Where was I? Oh yeah, I'm not helpless. I like to think of myself as a woman who is able to do for self like the adult woman I am should. Cinderella needed to be saved. I know enough to know that I would feel some kind of way about myself if I had to rely on someone else to "save me".....medical professionals aside. I am also making a clear distinction between being saved and being helped. I used to reject help. I've learned to embrace it. I've learned to ask for it when I need it.

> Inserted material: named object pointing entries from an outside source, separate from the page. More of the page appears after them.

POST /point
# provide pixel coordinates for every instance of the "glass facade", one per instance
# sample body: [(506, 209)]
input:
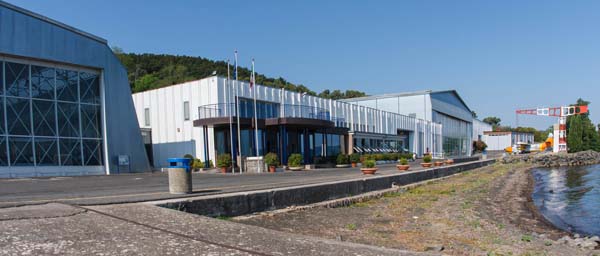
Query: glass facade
[(49, 116), (457, 134)]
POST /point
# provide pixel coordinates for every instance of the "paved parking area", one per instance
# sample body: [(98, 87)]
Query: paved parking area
[(127, 188)]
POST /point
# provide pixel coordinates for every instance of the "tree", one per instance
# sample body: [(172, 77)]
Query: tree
[(493, 121), (581, 132), (474, 114)]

Cinderella seemed TO ME to be someone who needed to have her life handed to her. I like the idea of being empowered enough to create my own experiences. When I think about the things that I desire in a relationship, help doesn't come to mind. Support does. Maybe it's semantics....who knows but I like to be able to handle mine. Companionship, friendship, love, sex, and support. Those are the things I desire. Those are the things I want and deserve. Ain't no glass slippers over here bih.....
*looks at my pumps, tennis shoes, boots, and flats*
 

Comments

  1. Hope the headache is better by now.
    My understanding of Cinderella is that the dude saves her from her abusive family. In modern context I can imagine there possibly being psychological damage for one in such a situation to make it not so easy to save oneself and there are in fact resources out there to assist with this (counseling, foster homes, etc.). Perhaps these other resources weren't available in the setting of story, but dude was still a means of escaping the abuse.
    Considering this, back in modern day if a female isn't in an abusive family, I'm not sure what she would need saving from either.